Looks vs Technique

In this article we are approaching a subject that many people think about when talking about sex: how does technique trump looks, and what is the importance of those two aspects in making a good sexual encounter. This is because even though sex is part of our animal instinct, we all develop certain standards with regards to how people look like and it can really affect how we get sexually excited. Some people aren’t so picky as long as they can have a good time, whilst other simply won’t be able to feel arousal because of how a person looks like. Are people too picky? Is society and the media dictating us what we should find attractive? Why can’t people simply have sex and enjoy it for what it is?

We are all conditioned

Yes you’ve heard that right, we all get our brains washed towards thinking in a certain way. It isn’t something as simple as just the media controlling our thoughts. Throughout our lives, the people we have around us will determine whether we like thin bodies, big breasts, larger bodies and all those criteria. It starts with our mums as we are just a child, and goes through all the figures we encounter which serve as a representation of the specific gender(s) that we like. We idealise people, it is part of how our brains work. That is of course before the media gets into our heads and hammers whatever messages they can to help them sell us stuff. Seeing so many skinny / chisel-chinned models gives us a distorted idea about beauty; which only ends up with us demonising and vilifying anyone who doesn’t fit into this category.

Are you missing out?

A lot of people are brought up to have ‘standards’, and it is not necessarily a wrong thing. But you got to ask yourself this simple question: do you high standards get in your way? Not going out with this person because their facial symmetry isn’t perfect; or because they just show a bit of skin on top of their ribs; are you really doing yourself any favours? It kinda seems to be the opposite; you’re really limiting your chances and you are without a doubt missing out on some good times. If you let go a bit, there are plenty of people you can meet for fun on naughty dating sites like www.mysexhookups.com/dirty-dating. Look we’re not pointing fingers and telling you your choices are wrong; as we understand it makes for a big part of your identity. You’re not a charity and you probably shouldn’t go out with people just because you feel sorry for them; that would be unfair on them and on you. But if you are unhappy and alone because you cannot find anyone who ticks all your boxes; you might want to consider throwing away some of those boxes; loosen up, get rid of that extra baggage; it’s just holding you down.

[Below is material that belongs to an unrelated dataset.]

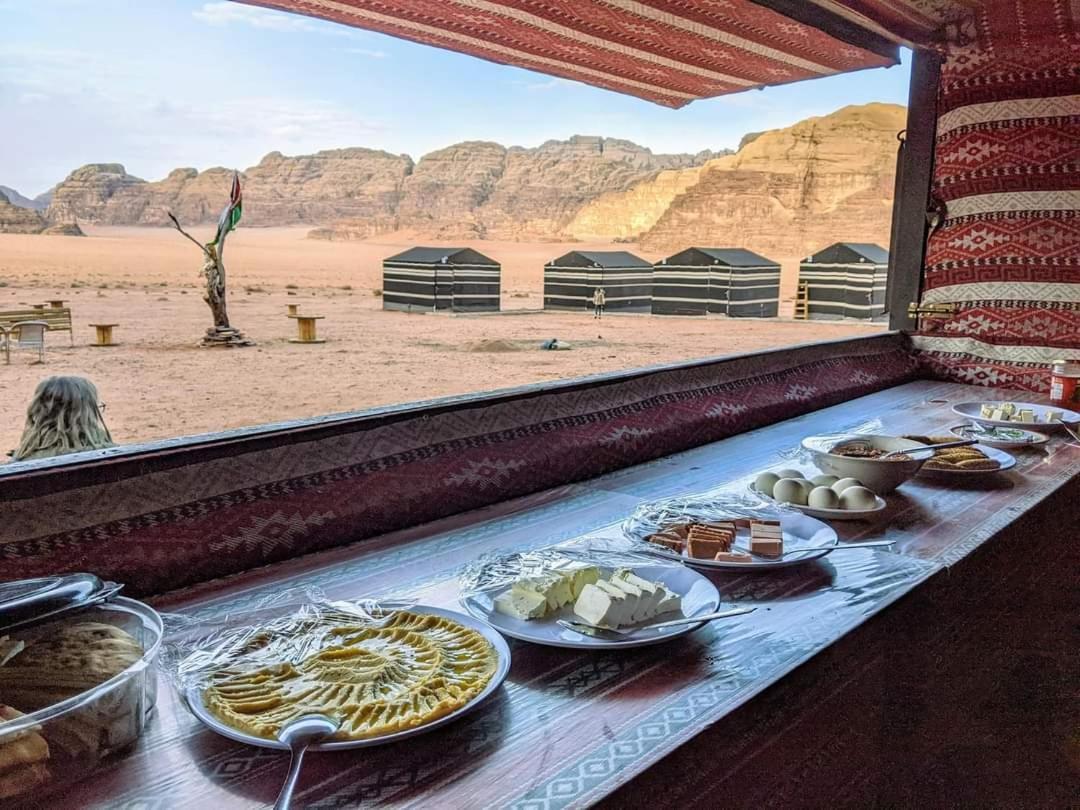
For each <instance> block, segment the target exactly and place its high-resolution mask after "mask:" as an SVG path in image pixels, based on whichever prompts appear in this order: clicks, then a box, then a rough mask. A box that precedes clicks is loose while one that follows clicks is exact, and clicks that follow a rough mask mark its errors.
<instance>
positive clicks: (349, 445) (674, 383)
mask: <svg viewBox="0 0 1080 810" xmlns="http://www.w3.org/2000/svg"><path fill="white" fill-rule="evenodd" d="M916 369H917V364H916V361H915V359H914V356H913V355H912V353H910V350H909V348H908V347H907V345H906V342H904V341H903V340H902V339H901V338H900V336H886V337H881V338H870V339H861V340H851V341H846V342H835V343H823V345H821V346H813V347H802V348H796V349H792V350H788V351H781V352H768V353H764V354H759V355H751V356H745V357H732V359H730V360H721V361H715V362H710V363H702V364H698V365H692V366H684V367H678V368H672V369H666V370H658V372H652V373H648V374H642V375H637V376H630V377H626V378H623V379H616V380H611V381H605V382H593V383H581V384H576V386H569V387H564V388H561V389H555V390H552V391H544V390H543V389H541V388H539V387H537V388H536V389H534V390H531V391H529V392H527V393H524V394H517V395H510V396H501V397H499V396H496V397H490V399H489V400H488V401H486V402H480V403H464V404H461V405H458V406H455V407H450V408H445V407H444V408H431V409H429V410H427V411H421V413H414V414H407V415H405V416H403V417H401V418H396V417H395V418H393V419H390V418H382V419H380V418H367V419H364V418H357V419H356V420H355V421H354V422H347V423H342V424H337V426H330V427H328V428H325V429H320V428H319V427H318V426H310V427H299V428H297V429H295V430H293V431H286V432H285V433H284V434H276V435H274V436H273V437H271V438H267V437H251V438H245V440H240V441H239V442H238V441H233V442H231V443H229V444H227V445H226V443H225V442H221V443H218V444H217V445H210V446H200V447H193V448H189V449H181V450H178V451H167V453H165V451H162V453H158V454H151V455H150V456H149V457H148V458H145V457H135V458H133V459H122V458H121V459H117V460H113V461H110V462H109V467H108V468H107V469H105V470H103V471H100V472H98V471H97V468H93V469H91V470H89V471H86V473H87V474H82V475H80V474H79V471H78V470H75V471H70V470H69V471H67V472H65V471H64V470H63V469H60V470H57V471H55V472H52V473H49V474H46V475H44V476H42V475H40V474H39V475H37V476H36V477H32V476H30V475H24V476H22V477H19V476H13V477H10V478H8V480H6V481H5V486H0V508H2V509H4V510H6V511H5V514H6V515H9V516H10V519H8V521H5V522H4V524H3V525H0V554H2V557H3V575H4V577H5V578H10V579H16V578H22V577H33V576H41V575H45V573H54V572H60V571H77V570H87V571H93V572H95V573H97V575H99V576H102V577H105V578H108V579H112V580H117V581H120V582H125V583H127V585H129V589H130V591H131V592H132V593H134V594H151V593H160V592H162V591H165V590H171V589H175V588H179V586H181V585H186V584H189V583H193V582H199V581H203V580H207V579H212V578H215V577H221V576H225V575H228V573H233V572H237V571H241V570H245V569H247V568H252V567H255V566H258V565H264V564H267V563H271V562H274V561H278V559H283V558H287V557H292V556H297V555H299V554H306V553H309V552H312V551H316V550H320V549H325V548H329V546H334V545H341V544H345V543H349V542H352V541H355V540H361V539H363V538H366V537H372V536H374V535H378V534H383V532H387V531H391V530H393V529H399V528H404V527H406V526H411V525H416V524H419V523H423V522H427V521H432V519H435V518H438V517H444V516H447V515H451V514H455V513H458V512H462V511H465V510H470V509H475V508H478V507H483V505H486V504H489V503H494V502H496V501H499V500H504V499H508V498H512V497H515V496H519V495H525V494H528V492H532V491H537V490H540V489H544V488H548V487H552V486H556V485H561V484H566V483H569V482H573V481H580V480H584V478H589V477H593V476H595V475H599V474H602V473H605V472H609V471H612V470H617V469H620V468H623V467H627V465H631V464H636V463H640V462H643V461H647V460H650V459H654V458H658V457H660V456H665V455H669V454H671V453H676V451H678V450H684V449H688V448H690V447H694V446H698V445H701V444H704V443H706V442H712V441H715V440H718V438H723V437H724V436H728V435H732V434H734V433H739V432H743V431H746V430H751V429H753V428H757V427H760V426H765V424H769V423H771V422H774V421H778V420H781V419H787V418H791V417H794V416H798V415H800V414H805V413H807V411H809V410H812V409H815V408H820V407H823V406H825V405H831V404H835V403H838V402H842V401H845V400H849V399H852V397H854V396H860V395H862V394H867V393H870V392H873V391H877V390H880V389H882V388H888V387H890V386H895V384H899V383H901V382H904V381H906V380H908V379H910V378H913V377H914V375H915V373H916ZM319 430H323V434H322V435H316V436H314V437H313V436H312V431H315V432H316V433H318V431H319ZM64 476H67V477H64ZM50 478H52V481H50ZM105 481H108V483H104V482H105ZM5 500H6V502H4V501H5Z"/></svg>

Technique is good, very good!

Okay this is a bit of a blunt statement, and we mean no offense, but we’re going to cover a cliché that some people have experienced. The trend for this cliché is this: when a person is very good looking (to those societal / media standards); then they don’t often need to make much of an effort to get noticed. This can lead to some people not needing to do much in bed, as their partner is ‘privileged’ to be there at the first place and they have to do all the work. So basically, some people have witnessed that men / women whose looks don’t fit on the cover of Vogue Magazine might not have much sexual experience despite having have enough partners. This is a contrast to people who have to make the effort to deserve the sex that they get, and that effort translates into doing good pleasurable things to their partners. Over time, this results in having technique and experience; which are two really great assets when it comes to having a good naughty time.